Airgap Workload Clusters Using the Nginx Pack

If you have any airgap workload clusters using the affected version of the Nginx pack, you must update the cluster profile to version 1.11.5 of the Nginx pack. Follow the steps below to download the updated pack and modify your cluster profile.

Palette Enterprise

1. Contact your Palette support representative to obtain the airgap-pack-nginx binary version 1.11.5. Ensure the SHA of the binary is f526bdf9fba8031d50846e503ea8011d67ffdc23b9331a62ebe644ae49c06fb1. Once obtained, upload the airgap-pack-nginx binary to the registry. Follow the Usage Instructions guide for detailed steps on downloading and installing the binary.

2. Log in to the Palette system console.

3. From the left main menu, select Administration > Pack Registries. Then, next to the packs registry, click the three-dot button > Sync.

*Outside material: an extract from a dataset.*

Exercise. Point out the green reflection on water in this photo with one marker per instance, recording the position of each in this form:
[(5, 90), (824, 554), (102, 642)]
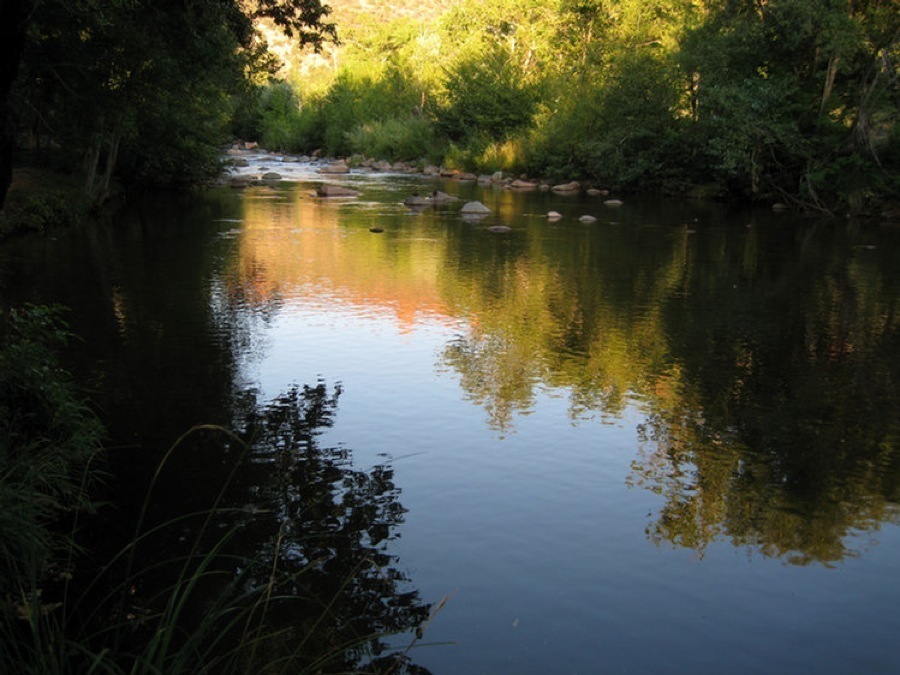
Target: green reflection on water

Wait for the registry synchronization to complete.

4. Log in to the Palette console.

5. Update all cluster profiles currently using the affected version of the Nginx pack. Refer to the Update a Cluster Profile guide for instructions on how to update a cluster profile.

6. Apply the profile updates to all affected clusters. Refer to the Apply Profile Updates to Clusters guide to learn how to apply profile updates to clusters.

Palette VerteX

1. Contact your Palette support representative to obtain the airgap-pack-nginx binary version 1.11.5. Ensure the SHA of the binary is f526bdf9fba8031d50846e503ea8011d67ffdc23b9331a62ebe644ae49c06fb1. Once obtained, upload the airgap-pack-nginx binary to the registry. Follow the Usage Instructions guide for detailed steps on downloading and installing the binary.

2. Log in to the Palette VerteX system console.

3. From the left main menu, select Administration > Pack Registries. Then, next to the packs registry, click the three-dot button > Sync. Wait for the registry synchronization to complete.

4. Log in to the Palette VerteX console.

5. Update all cluster profiles currently using the affected version of the Nginx pack. Refer to the Update a Cluster Profile guide for instructions on how to update a cluster profile.

6. Apply the profile updates to all affected clusters. Refer to the Apply Profile Updates to Clusters guide to learn how to apply profile updates to clusters.